My Heart Is a Chainsaw (The Lake Witch Trilogy #1)(92)


When he’s satisfied he’s alone, he hauls Mismatched Gloves out through the front door. Unlike Cody, Mismatched Gloves is belly-down. It’s because his back is bristling with dull golden nails. His face dribbles down the stairs, and when there’s a snag in the forward motion, making Theo Mondragon have to chock up on a shin, it’s because the top row of Mismatched Gloves’s teeth have caught on a step.

Jade blinks her eyes against the tears trying to spill, hates herself for them.

What she knows but doesn’t want to have to think is that Mismatched Gloves and Cody and Shooting Glasses shouldn’t have sold their friend for eight hundred dollars each. That’s got to be why Theo Mondragon’s doing this, doesn’t it? He found out about the accident, the coverup. So the first thing he does is take care of Deacon Samuels, who really should have known better. And now he’s taking care of the only witnesses.

If nobody knows the story about your big wonderful house, then it can just keep on being big and wonderful, can’t it? Kill the storytellers, kill the story.

Except Jade knows it too. Second-hand, but still.

“Sorry, Letha,” she says, and then shrinks forward when the voice comes from behind her, crawling over every last inch of her skin: “For what?”

It’s Letha, standing in the doorway by the refrigerator, cupping a Yankee candle at her sternum, the shadows on her face upside down, the wrongness sending a jolt up Jade’s spine that she has to consciously not let show.

She does wonder if she maybe just peed a little, though. Or a lot.

“For trespassing,” Jade pulls out of the thinnest of thin air.

Letha steps in, says, “What are you looking at?” in a way that can either be charged honestly and innocently, which Jade so wants to believe, or can be charged with that cat-playing-with-its-food way, which would mean that Letha completely knew her dad wasn’t after wasps earlier. That she knew it was a different breed of pest getting taken care of. And yes, Mars Baker, a shotgun would have been more efficient. Good one, sir.

Shit.

“Looking for the bear,” Jade says.

“It’s still around?” Letha says in either real or mock shock, holding the candle away so she can lean over the sink and study Terra Nova in the dark, her dad’s disc of light just barely gone into the woods. Or, if not gone, then she doesn’t say anything about it.

“Don’t know,” Jade says. “That’s why I’m, y’know, looking.”

Every word that comes out of her mouth is stupider than the last.

“You’re running away, aren’t you,” Letha says then, turning around to fix Jade in her hundred-watt caring eyes. “The sheriff called over looking for you.” Letha sets the guttering candle down by the sink between them.

“C-called over?” Jade stammers.

“Um, yeah?”

“But—”

Jade pulls her phone out, like that proves the lack of signal.

“Oh, did he not turn that off?”

Letha gets her own phone up, shakes her head at how stupid this is.

“We—” she starts, then picks her words more carefully: “Some of the construction crew was spending too much time on their phones, and Instagramming stuff too.
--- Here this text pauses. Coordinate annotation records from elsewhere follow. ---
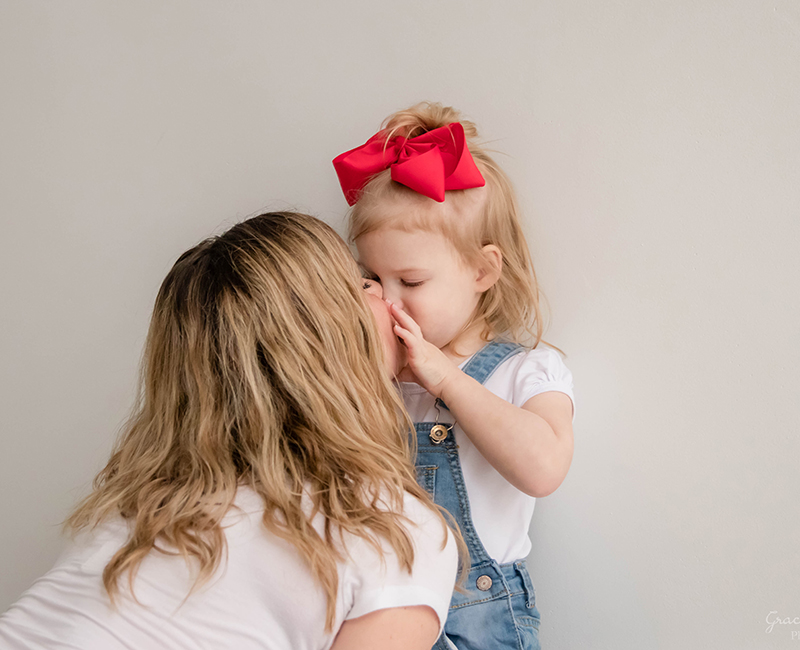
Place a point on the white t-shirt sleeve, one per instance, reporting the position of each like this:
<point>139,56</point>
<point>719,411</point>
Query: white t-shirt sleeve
<point>539,371</point>
<point>375,584</point>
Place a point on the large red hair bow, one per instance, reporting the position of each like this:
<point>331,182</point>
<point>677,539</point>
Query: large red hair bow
<point>429,164</point>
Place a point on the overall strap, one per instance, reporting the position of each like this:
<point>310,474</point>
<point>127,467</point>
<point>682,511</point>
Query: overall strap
<point>486,360</point>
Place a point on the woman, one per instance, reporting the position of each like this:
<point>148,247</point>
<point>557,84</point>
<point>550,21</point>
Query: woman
<point>262,494</point>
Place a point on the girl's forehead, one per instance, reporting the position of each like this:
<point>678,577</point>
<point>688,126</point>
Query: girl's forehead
<point>401,250</point>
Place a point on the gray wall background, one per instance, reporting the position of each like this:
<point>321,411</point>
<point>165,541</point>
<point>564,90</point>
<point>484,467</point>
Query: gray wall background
<point>656,153</point>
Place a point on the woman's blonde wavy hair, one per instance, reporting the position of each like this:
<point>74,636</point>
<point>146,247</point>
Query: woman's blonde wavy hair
<point>470,219</point>
<point>262,367</point>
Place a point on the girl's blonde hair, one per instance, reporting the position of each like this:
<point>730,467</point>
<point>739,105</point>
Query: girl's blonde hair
<point>470,219</point>
<point>262,367</point>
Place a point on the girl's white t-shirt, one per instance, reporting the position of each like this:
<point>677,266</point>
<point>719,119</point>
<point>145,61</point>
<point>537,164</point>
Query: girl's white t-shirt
<point>263,596</point>
<point>501,513</point>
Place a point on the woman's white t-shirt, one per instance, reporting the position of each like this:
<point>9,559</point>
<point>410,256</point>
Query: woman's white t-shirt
<point>263,596</point>
<point>501,513</point>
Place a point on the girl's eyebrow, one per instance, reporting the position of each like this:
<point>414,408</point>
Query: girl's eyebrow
<point>400,272</point>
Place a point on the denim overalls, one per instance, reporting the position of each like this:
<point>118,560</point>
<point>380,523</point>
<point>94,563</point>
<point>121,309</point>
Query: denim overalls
<point>498,611</point>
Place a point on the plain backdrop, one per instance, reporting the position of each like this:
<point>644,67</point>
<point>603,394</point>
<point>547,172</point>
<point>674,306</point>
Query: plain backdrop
<point>656,153</point>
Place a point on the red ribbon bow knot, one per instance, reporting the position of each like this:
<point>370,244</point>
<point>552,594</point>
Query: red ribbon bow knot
<point>429,164</point>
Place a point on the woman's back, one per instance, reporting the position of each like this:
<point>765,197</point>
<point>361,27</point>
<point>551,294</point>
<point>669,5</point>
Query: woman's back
<point>262,596</point>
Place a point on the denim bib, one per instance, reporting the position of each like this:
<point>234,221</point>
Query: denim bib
<point>498,610</point>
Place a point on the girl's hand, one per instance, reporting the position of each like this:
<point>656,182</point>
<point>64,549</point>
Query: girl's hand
<point>431,368</point>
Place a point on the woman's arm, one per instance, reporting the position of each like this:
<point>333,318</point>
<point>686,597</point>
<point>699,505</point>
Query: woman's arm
<point>396,628</point>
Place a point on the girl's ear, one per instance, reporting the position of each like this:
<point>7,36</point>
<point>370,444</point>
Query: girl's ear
<point>490,269</point>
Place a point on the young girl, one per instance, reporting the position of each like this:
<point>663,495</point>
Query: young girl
<point>435,222</point>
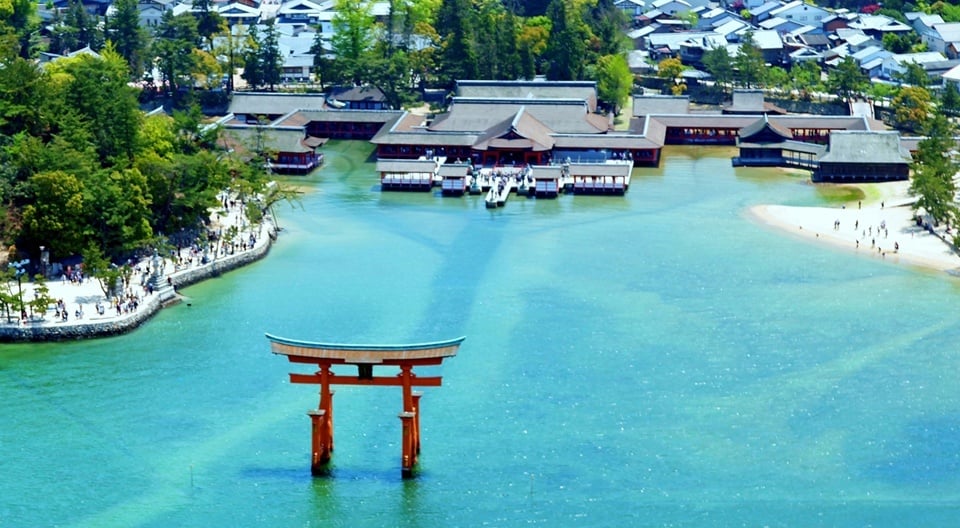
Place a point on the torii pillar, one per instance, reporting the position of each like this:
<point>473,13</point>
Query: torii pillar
<point>365,357</point>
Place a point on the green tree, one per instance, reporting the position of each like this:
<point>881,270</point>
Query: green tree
<point>23,92</point>
<point>458,54</point>
<point>718,62</point>
<point>108,276</point>
<point>128,38</point>
<point>805,79</point>
<point>895,43</point>
<point>566,48</point>
<point>933,171</point>
<point>262,61</point>
<point>911,107</point>
<point>914,75</point>
<point>670,70</point>
<point>607,25</point>
<point>209,21</point>
<point>18,28</point>
<point>118,211</point>
<point>614,81</point>
<point>98,92</point>
<point>749,63</point>
<point>847,80</point>
<point>176,38</point>
<point>776,77</point>
<point>41,297</point>
<point>950,98</point>
<point>353,40</point>
<point>56,216</point>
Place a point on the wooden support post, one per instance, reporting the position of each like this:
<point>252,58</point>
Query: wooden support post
<point>326,404</point>
<point>319,453</point>
<point>409,460</point>
<point>408,416</point>
<point>416,421</point>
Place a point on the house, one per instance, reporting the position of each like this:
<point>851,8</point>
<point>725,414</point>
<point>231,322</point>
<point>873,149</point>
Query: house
<point>665,45</point>
<point>923,23</point>
<point>692,50</point>
<point>151,11</point>
<point>494,123</point>
<point>300,12</point>
<point>238,13</point>
<point>672,7</point>
<point>877,26</point>
<point>871,59</point>
<point>748,102</point>
<point>895,65</point>
<point>800,12</point>
<point>290,149</point>
<point>770,44</point>
<point>944,38</point>
<point>357,98</point>
<point>863,156</point>
<point>249,107</point>
<point>770,144</point>
<point>631,8</point>
<point>762,12</point>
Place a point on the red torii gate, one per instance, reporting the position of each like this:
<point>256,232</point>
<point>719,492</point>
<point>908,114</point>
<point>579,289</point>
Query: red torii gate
<point>365,357</point>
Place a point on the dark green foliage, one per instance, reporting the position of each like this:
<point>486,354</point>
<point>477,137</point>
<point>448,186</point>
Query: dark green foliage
<point>566,51</point>
<point>719,63</point>
<point>933,171</point>
<point>128,38</point>
<point>177,37</point>
<point>749,63</point>
<point>847,80</point>
<point>81,168</point>
<point>262,61</point>
<point>950,98</point>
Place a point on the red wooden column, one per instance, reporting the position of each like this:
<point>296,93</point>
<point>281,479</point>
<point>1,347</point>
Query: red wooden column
<point>322,424</point>
<point>408,417</point>
<point>365,358</point>
<point>416,421</point>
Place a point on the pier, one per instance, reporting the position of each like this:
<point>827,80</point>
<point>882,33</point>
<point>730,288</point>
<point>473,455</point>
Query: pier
<point>610,177</point>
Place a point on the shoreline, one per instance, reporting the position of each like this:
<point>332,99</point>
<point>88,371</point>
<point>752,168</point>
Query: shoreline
<point>884,228</point>
<point>49,329</point>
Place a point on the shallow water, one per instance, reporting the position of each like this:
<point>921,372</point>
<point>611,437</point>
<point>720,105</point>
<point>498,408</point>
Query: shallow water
<point>650,360</point>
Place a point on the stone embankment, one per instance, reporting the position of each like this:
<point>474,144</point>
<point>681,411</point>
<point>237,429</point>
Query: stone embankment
<point>48,329</point>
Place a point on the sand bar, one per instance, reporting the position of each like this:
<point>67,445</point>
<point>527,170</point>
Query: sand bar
<point>884,228</point>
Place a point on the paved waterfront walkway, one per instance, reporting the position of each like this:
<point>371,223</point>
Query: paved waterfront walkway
<point>81,299</point>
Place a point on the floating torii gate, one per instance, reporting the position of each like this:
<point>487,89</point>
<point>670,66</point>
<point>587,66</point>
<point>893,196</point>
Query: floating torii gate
<point>365,357</point>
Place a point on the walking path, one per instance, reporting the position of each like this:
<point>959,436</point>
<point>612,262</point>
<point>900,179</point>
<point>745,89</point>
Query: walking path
<point>90,313</point>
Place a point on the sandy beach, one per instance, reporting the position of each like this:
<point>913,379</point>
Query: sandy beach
<point>884,228</point>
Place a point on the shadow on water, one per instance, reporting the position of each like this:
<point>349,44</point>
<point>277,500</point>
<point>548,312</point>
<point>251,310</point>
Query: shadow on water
<point>917,456</point>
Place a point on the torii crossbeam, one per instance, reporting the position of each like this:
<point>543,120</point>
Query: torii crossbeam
<point>365,357</point>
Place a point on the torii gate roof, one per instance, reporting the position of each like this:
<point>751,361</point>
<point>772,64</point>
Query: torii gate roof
<point>364,353</point>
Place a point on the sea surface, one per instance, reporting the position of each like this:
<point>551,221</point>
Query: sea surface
<point>657,359</point>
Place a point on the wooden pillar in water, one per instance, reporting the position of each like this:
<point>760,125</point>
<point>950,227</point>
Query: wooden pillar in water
<point>364,357</point>
<point>322,425</point>
<point>416,421</point>
<point>408,417</point>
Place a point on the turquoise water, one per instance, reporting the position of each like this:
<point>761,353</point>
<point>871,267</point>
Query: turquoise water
<point>652,360</point>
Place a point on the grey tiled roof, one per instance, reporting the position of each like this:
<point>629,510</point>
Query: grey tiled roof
<point>582,90</point>
<point>660,104</point>
<point>285,139</point>
<point>600,169</point>
<point>566,116</point>
<point>401,165</point>
<point>262,103</point>
<point>866,147</point>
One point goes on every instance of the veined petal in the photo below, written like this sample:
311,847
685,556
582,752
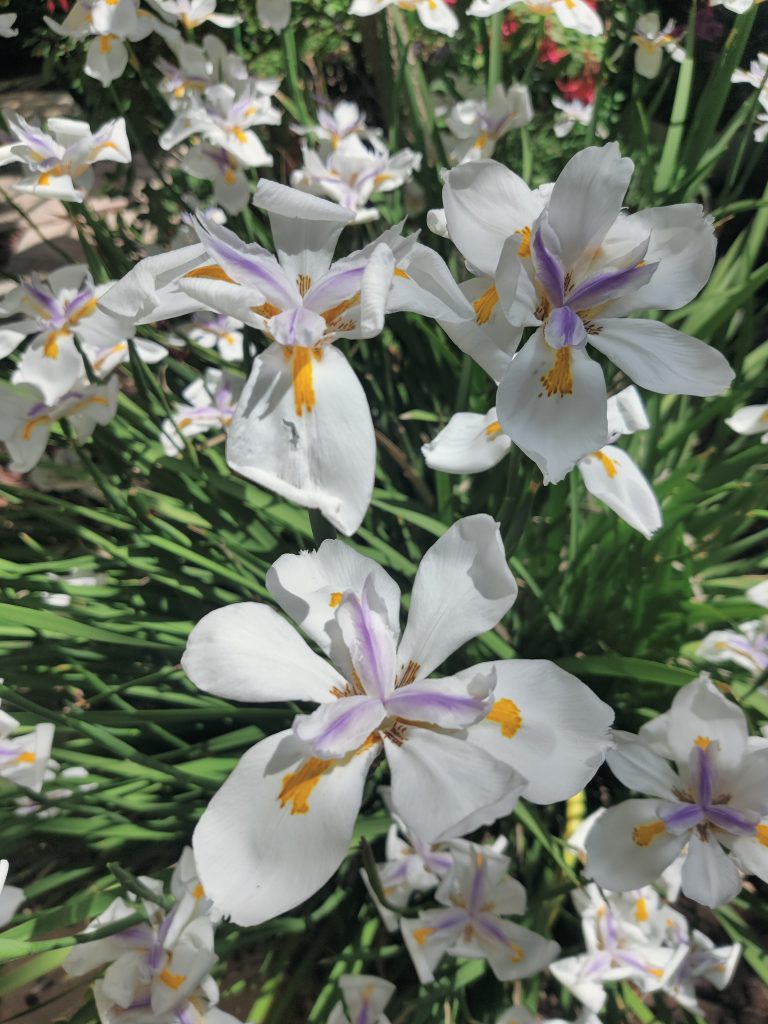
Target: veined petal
278,828
587,199
341,726
443,786
629,846
553,406
249,652
546,724
613,477
309,587
302,428
663,359
463,587
469,442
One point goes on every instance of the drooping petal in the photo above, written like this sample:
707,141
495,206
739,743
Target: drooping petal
278,828
552,403
302,428
463,588
469,442
546,724
249,652
663,359
710,876
629,846
442,785
613,477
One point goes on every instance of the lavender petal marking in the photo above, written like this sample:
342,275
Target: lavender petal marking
563,328
548,270
731,820
683,817
611,284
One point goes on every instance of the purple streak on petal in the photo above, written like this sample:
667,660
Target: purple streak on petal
731,820
609,285
563,328
684,816
548,270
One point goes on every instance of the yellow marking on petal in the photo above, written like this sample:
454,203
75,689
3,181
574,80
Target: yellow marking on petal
211,272
647,834
30,426
485,304
608,464
173,981
506,714
298,785
266,309
335,312
559,380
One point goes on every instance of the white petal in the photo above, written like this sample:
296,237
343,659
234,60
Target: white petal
663,359
710,876
249,652
463,587
322,455
546,724
629,847
278,828
587,199
443,786
559,428
612,476
469,442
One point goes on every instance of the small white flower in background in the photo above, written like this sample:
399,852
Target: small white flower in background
569,262
433,14
714,800
471,442
11,897
209,403
333,126
111,24
60,159
352,171
747,646
475,124
7,32
216,331
287,812
650,41
477,895
573,14
570,113
57,312
751,420
157,971
193,13
620,945
24,759
365,998
303,426
411,866
26,419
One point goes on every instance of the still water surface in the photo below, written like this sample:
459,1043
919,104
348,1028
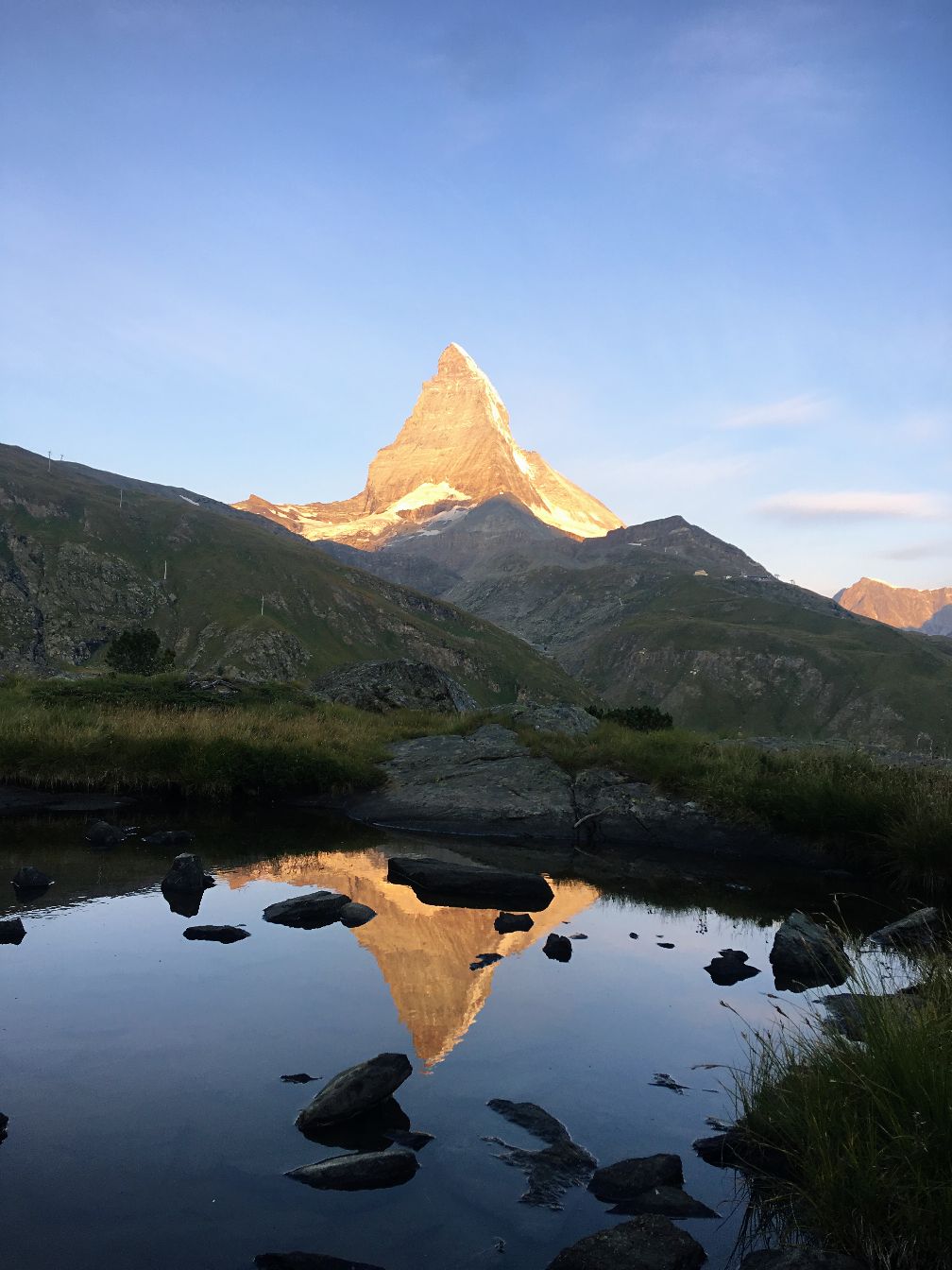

Mr. Baker said the floorplans for some of our houses could be in the backgrounds of their selfies, so—”

She leaves that hanging.

“So?” Jade prompts.

“Mr. Pangborne had a jammer installed? The yacht’s out of the radius, but all the houses are in it, or in them, however it works.”

“A jammer,” Jade repeats.

“Like an umbrella, except it blocks from the—”

“No, I get it,” Jade says. “Is that legal?”

“There’s no guarantee of service over here,” Letha says with a shrug. “It’s the wilderness, right?”

What do they call those jammers, though? She’s heard it online. A… a rape tent, or something? At least when they’re used to keep a victim from calling the cops.

Or, a potential victim.

“Hardy was warning you about me?” she says.

“No, no,” Letha says, crossing to Jade to touch her forearm, swat that possibility away. “He was worried that you might be in danger.”

“Figured he’d be busy.”

“I mean, his office called.”

“Meg.”

“Tiff’s mom?”

“You caught that machete last night,” Jade tells Letha.

“T was behind me,” Letha says. “It could have—she might have gotten hurt.”

“It’s for tomorrow night,” Jade says. “Hardy didn’t take it?”

“I told him my dad was putting it in the safe. He had to…

you know.”

“Take me to jail, lock me up for my own good, keep me from being a menace to society.”

“He really cares, Jade.”

“This too,” Jade says, unholstering Just Before Dawn. “I couldn’t throw it. That’s… it’s why I came over.”

She holds Just Before Dawn across.

“A videotape,” Letha says, like identifying a bug.

“Yeah, it’s the only way—”

“We don’t have a player on the yacht?” Letha says, kind of in apology.